Читаем Луна в Водолее полностью

— Спасибо, Валечка! Мне, правда, не ловко, но… у Алексея, понимаешь ли, мне нравится всё… и что же?.. так и подаришь всю выставку? Разумеется, шучу, извини — если глупо. Но что-нибудь небольшое — да… с твоего великодушного позволения… этюд на память — действительно! Возьму с большой радостью. Спасибо, Валечка!

Растрогавшись, соврал Окаёмов — нравилось ему далеко не всё из написанного другом. И более: из прежде виденного, нравилось ему мало что… но, во-первых, кто он такой, чтобы, не разбираясь, судить о живописи?.. а главное — в любом случае вдове говорить о муже допустимо лишь в превосходной степени! И ещё: не взять на память об Алексее хотя бы крохотного этюда — смертельно обидеть Валечку. И неважно, что на стенах окаёмовской квартиры висят уже девять, в разные годы подаренных ему Алексеем, больших картин — главное, выразить своё восхищение. Притом, что в действительности из всего созданного другом по-настоящему Льва Ивановича восхитила только одна работа. Которую — увы! — ему казалось кощунством не то что бы попросить в подарок, но даже обратиться к Валентине с просьбой о её продаже. Особенно — последнее: святыни не продаются! А вырезанное Алексеем «Распятие» — святыня!

Объяснившись, Окаёмов и Валентина присоединились к многочисленной группе друзей и поклонников Алексея Гневицкого — перед перегороженным голубой ленточкой дверным проёмом ожидающих открытия выставки. Наконец председатель местного отделения Союза Художников обратился к собравшимся с дежурной речью, в которой выразил соболезнование по поводу безвременной трагической гибели талантливого живописца и кратко напомнил о его развитии и становлении под приглядом бдительного ока старших товарищей. Своё недолгое выступление седобородый оратор завершил благодарностью великореченскому Мэру за то, что тот в наши трудные времена находит в себе силы заботиться о процветании искусства в их родном, славном традициями, старорусском городе.

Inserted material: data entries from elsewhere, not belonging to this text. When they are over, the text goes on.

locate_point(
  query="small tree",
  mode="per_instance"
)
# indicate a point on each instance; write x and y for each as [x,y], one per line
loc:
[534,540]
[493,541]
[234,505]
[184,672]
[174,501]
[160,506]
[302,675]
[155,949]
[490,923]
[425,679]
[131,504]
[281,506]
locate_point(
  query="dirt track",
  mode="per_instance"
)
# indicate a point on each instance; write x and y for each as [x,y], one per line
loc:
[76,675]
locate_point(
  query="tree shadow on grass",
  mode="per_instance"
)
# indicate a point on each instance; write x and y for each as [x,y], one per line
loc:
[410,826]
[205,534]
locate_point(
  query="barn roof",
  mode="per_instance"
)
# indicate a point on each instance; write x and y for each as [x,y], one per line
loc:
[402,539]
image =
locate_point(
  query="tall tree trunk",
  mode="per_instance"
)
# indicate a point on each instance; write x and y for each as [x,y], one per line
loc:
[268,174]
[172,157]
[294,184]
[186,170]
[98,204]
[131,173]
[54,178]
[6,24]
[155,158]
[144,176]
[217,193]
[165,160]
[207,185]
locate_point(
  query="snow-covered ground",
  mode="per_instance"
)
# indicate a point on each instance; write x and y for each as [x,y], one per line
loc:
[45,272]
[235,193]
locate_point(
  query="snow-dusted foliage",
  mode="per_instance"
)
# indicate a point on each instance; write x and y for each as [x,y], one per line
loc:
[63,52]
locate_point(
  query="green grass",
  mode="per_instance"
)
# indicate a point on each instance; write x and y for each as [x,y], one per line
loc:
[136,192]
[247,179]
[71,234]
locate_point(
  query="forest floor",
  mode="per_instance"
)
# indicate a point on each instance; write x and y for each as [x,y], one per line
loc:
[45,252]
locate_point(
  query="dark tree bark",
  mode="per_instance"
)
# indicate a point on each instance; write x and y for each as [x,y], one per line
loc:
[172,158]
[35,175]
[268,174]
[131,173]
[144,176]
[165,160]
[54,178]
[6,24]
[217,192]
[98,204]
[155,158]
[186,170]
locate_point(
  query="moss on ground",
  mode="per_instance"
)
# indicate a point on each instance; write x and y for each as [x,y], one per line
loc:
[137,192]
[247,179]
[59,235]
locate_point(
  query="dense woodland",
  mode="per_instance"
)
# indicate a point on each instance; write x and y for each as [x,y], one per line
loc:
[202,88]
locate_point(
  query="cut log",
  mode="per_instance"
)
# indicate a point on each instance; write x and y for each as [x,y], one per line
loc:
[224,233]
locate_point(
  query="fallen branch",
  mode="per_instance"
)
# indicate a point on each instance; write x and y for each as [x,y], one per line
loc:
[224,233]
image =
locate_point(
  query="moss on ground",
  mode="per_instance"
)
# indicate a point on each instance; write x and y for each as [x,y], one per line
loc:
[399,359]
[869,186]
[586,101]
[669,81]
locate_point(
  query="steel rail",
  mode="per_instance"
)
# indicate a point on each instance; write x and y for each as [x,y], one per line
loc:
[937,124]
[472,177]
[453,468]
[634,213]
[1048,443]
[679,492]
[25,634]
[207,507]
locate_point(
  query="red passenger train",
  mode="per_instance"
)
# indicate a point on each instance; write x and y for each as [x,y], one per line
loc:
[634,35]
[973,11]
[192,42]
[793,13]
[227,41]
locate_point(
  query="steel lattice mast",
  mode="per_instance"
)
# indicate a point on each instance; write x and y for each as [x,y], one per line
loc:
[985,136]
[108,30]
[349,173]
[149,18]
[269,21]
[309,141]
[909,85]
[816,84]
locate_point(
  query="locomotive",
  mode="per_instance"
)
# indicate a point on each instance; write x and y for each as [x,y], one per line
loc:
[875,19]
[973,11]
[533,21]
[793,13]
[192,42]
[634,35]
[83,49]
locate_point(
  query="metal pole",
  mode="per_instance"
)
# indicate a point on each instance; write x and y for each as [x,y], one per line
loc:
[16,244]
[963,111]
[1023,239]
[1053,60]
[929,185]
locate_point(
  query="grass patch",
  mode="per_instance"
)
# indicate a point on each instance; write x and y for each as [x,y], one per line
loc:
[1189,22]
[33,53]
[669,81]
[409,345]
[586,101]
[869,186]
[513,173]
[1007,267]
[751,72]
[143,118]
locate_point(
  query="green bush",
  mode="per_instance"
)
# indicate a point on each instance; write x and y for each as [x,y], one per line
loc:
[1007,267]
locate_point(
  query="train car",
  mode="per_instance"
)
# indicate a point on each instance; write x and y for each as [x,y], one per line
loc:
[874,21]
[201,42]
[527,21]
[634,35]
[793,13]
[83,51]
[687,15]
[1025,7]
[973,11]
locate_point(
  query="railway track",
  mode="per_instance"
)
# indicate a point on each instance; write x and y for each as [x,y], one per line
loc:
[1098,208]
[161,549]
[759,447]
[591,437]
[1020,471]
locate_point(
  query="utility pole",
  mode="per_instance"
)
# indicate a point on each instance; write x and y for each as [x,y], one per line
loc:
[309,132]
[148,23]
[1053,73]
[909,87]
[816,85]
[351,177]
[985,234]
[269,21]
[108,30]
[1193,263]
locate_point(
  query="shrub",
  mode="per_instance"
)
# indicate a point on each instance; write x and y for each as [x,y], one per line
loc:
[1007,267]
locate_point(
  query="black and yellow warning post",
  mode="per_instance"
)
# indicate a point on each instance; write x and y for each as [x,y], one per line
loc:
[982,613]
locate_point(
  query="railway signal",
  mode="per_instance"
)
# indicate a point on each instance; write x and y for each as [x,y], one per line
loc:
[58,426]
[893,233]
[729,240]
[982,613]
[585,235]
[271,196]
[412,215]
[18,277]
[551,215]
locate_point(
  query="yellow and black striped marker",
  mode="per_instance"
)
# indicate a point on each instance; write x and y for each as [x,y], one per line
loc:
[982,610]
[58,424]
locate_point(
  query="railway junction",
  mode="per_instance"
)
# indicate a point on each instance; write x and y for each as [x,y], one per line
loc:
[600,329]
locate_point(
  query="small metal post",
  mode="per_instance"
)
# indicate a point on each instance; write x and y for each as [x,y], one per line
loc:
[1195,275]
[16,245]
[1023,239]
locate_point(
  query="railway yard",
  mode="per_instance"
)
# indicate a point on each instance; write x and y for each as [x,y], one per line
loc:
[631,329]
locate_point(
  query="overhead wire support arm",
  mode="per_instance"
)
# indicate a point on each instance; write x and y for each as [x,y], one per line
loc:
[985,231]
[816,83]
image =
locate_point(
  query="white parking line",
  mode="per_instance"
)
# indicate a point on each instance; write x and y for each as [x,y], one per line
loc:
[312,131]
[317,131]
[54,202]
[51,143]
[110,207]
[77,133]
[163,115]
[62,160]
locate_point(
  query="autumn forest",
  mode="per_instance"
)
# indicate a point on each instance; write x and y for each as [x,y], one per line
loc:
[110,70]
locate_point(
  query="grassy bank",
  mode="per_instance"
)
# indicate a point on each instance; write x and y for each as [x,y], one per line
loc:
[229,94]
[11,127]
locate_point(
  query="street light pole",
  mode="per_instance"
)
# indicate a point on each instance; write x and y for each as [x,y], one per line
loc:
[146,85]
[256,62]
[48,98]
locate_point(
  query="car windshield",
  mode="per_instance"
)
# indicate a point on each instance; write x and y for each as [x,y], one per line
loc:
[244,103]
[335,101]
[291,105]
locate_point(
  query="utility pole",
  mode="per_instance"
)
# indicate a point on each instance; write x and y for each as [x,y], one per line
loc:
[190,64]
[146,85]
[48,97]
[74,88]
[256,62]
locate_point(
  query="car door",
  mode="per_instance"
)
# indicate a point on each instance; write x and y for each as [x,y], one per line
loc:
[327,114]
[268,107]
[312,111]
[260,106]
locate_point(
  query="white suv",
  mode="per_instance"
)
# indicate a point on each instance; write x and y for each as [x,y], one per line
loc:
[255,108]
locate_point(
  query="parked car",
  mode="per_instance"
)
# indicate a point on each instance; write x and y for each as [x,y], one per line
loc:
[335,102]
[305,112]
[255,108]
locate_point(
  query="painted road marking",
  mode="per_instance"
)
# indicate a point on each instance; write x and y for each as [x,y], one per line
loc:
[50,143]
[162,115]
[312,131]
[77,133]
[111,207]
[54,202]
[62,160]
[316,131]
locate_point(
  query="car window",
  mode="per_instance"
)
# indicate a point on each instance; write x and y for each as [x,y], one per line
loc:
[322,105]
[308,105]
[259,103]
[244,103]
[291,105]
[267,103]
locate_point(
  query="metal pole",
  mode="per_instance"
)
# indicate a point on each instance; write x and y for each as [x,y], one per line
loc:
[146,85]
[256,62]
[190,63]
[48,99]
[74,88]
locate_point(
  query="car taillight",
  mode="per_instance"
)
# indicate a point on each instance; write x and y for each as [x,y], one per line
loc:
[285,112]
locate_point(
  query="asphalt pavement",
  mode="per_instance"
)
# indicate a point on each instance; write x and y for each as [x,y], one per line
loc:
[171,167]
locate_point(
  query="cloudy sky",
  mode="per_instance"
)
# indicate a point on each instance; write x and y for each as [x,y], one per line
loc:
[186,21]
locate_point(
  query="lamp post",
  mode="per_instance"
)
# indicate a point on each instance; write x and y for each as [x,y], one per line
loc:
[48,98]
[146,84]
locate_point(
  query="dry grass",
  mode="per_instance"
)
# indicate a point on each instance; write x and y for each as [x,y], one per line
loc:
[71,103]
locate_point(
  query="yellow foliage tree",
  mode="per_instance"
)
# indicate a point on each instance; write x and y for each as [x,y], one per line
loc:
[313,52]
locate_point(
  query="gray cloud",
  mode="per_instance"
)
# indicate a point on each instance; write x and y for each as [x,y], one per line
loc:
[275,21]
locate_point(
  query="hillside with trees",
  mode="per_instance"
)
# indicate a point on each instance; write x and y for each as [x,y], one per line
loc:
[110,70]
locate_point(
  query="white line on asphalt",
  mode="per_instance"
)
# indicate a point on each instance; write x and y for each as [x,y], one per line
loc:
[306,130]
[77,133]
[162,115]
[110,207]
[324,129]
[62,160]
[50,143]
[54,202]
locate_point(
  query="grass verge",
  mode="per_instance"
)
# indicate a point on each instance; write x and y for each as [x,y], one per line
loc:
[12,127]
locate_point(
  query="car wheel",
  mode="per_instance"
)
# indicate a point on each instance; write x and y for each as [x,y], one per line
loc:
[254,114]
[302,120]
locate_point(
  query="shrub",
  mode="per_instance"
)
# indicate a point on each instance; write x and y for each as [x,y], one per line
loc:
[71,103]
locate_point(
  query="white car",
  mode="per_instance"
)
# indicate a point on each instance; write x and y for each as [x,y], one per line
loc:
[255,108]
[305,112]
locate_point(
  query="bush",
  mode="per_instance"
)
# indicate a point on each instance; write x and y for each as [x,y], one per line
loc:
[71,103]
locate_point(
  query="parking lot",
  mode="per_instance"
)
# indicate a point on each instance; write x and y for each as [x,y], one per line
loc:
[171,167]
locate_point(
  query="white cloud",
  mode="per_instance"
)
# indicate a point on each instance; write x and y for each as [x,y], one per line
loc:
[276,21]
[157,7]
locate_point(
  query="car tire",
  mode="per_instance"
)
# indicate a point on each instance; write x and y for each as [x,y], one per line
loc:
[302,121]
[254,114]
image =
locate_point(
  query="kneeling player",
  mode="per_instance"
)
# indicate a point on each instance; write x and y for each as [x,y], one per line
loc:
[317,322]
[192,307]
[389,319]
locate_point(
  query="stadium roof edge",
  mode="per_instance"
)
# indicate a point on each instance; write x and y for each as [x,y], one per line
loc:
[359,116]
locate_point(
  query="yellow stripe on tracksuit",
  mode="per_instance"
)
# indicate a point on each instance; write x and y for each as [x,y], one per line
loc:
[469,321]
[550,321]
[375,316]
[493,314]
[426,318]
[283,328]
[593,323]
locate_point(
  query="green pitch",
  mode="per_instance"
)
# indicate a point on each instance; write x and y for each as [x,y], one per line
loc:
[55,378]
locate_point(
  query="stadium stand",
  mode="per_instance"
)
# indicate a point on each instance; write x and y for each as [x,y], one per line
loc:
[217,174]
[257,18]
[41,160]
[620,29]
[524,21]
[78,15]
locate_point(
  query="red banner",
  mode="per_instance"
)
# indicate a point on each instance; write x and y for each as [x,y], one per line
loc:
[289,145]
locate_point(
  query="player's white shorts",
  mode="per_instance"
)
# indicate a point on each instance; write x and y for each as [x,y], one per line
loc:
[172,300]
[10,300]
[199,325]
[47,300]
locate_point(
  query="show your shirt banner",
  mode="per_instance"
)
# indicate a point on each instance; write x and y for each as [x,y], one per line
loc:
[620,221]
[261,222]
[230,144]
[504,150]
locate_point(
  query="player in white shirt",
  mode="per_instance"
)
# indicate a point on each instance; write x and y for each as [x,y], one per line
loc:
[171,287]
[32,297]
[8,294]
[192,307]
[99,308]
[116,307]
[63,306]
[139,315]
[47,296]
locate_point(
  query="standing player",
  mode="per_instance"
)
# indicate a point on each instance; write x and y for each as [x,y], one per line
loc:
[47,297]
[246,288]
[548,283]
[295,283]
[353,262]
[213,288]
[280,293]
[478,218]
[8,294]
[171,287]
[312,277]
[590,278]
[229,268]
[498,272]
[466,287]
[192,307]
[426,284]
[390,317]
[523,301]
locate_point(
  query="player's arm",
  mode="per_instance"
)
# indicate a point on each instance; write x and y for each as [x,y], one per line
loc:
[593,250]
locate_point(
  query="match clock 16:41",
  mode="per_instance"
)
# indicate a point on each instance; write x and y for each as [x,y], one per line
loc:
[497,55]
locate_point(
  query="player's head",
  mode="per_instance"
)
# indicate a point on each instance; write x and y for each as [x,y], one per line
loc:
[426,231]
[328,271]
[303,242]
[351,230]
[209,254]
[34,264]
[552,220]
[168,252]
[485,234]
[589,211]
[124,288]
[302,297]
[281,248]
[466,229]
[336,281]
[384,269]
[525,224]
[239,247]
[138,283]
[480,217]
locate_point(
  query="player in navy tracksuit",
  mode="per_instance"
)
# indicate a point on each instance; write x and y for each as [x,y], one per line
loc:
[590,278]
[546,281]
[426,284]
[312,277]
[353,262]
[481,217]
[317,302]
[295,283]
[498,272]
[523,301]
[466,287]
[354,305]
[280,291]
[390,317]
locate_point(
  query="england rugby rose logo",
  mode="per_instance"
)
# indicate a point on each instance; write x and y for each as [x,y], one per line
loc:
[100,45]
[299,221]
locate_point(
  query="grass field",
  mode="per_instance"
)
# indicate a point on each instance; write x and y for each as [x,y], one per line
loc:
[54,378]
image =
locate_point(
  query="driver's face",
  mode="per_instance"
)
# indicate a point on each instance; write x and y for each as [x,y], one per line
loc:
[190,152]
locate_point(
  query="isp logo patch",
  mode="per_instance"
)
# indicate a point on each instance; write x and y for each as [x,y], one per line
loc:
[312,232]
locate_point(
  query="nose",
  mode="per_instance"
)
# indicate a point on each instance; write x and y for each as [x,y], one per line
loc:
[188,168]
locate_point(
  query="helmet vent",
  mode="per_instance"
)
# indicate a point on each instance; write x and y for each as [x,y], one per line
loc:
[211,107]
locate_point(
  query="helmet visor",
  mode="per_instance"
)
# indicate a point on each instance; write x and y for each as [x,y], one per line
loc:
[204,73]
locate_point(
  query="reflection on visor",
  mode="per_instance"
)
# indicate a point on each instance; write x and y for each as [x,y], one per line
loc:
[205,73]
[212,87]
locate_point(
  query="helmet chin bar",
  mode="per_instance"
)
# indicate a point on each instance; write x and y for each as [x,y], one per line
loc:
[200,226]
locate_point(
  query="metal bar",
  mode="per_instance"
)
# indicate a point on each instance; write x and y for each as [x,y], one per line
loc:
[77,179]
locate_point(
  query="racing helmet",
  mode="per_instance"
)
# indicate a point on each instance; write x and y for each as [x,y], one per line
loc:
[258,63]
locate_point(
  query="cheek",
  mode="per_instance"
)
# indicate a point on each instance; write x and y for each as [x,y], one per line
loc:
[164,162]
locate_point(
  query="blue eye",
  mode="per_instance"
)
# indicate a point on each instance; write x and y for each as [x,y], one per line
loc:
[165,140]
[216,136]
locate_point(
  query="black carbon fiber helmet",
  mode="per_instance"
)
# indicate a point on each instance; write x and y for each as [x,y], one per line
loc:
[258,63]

Погрустневший от этой казёнщины Лев Иванович рассеянно шарил глазами по стенам тесного зальчика, но ничего примечательного, кроме пересечённого наискось траурной чёрной лентой фотографического портрета друга, не обнаружил. Несколько повешенных в этом небольшом помещении этюдов Алексея Гневицкого не произвели особенного впечатления на астролога: пути-дороги, озёра-речки, закаты-рассветы, поля-лесочки, дожди-туманы ему казались виденными и преревиденными сто тысяч раз. А о том, что вот эта, отразившая солнце лужа не «выпадает» из маленького прямоугольничка холста только за счёт «дьявольски точного сочетания бледно-фиолетового с тёмно-зелёным» — о чём на ухо Окаёмову сообщил вновь «материализовавшийся» Мишка — далёкий от профессиональных тонкостей Лев Иванович, разумеется, судить не мог.

После председателя по несколько слов сказали от объединившей «традиционалистов» «Радуги» незнакомый астрологу, смахивающий на поэта Максимилиана Волошина, светловолосы кудрявый увалень, а от «новаторской» «Дороги» — Юрий. Причём, если суммировать их речи, то получалось, что Алексей Гневицкий был сразу и продолжателем традиций Саврасова, Шишкина, Сурикова и Поленова, и последователем Сезанна, Врубеля, Кандинского и Пикассо.

Мишка, шёпотом на ухо Окаёмову, выразительно прокомментировал их противоречивые выступления: «Х…ня всё это! Лёха был настоящим художником — и точка! «Новаторы», «традиционалисты» — бред! Есть художники и есть лакеи — ну, те, которые «что изволите». Ленина? — Ленина! Церквушки? — церквушки! Квадраты? — будьте любезны, ещё «квадратнее»! Или — «круглее»! Как пожелаете! И знаешь, Лев — я ведь тоже. Училище, Суриковка, а всё равно — лакей! Правда, очень квалифицированный. Настолько квалифицированный — что часто сам не замечаю своего лакейства. А Лёха — нет! Лёха — художник! А что из образования одна только изостудия — наплевать! У Моне, Ренуара, Гогена, Ван-Гога, Сезанна — в сущности, то же самое. Студии, рисовальные классы — никто из них не имел академического образования. А Лёха, между прочим, ну, когда ещё был инженером, четыре года занимался под руководством Сергея Кондратьевича…»

Далее Михаил пустился пересказывать известную Окаёмову историю, да так вдохновенно и красочно, что астролог вновь выслушал её с большим интересом.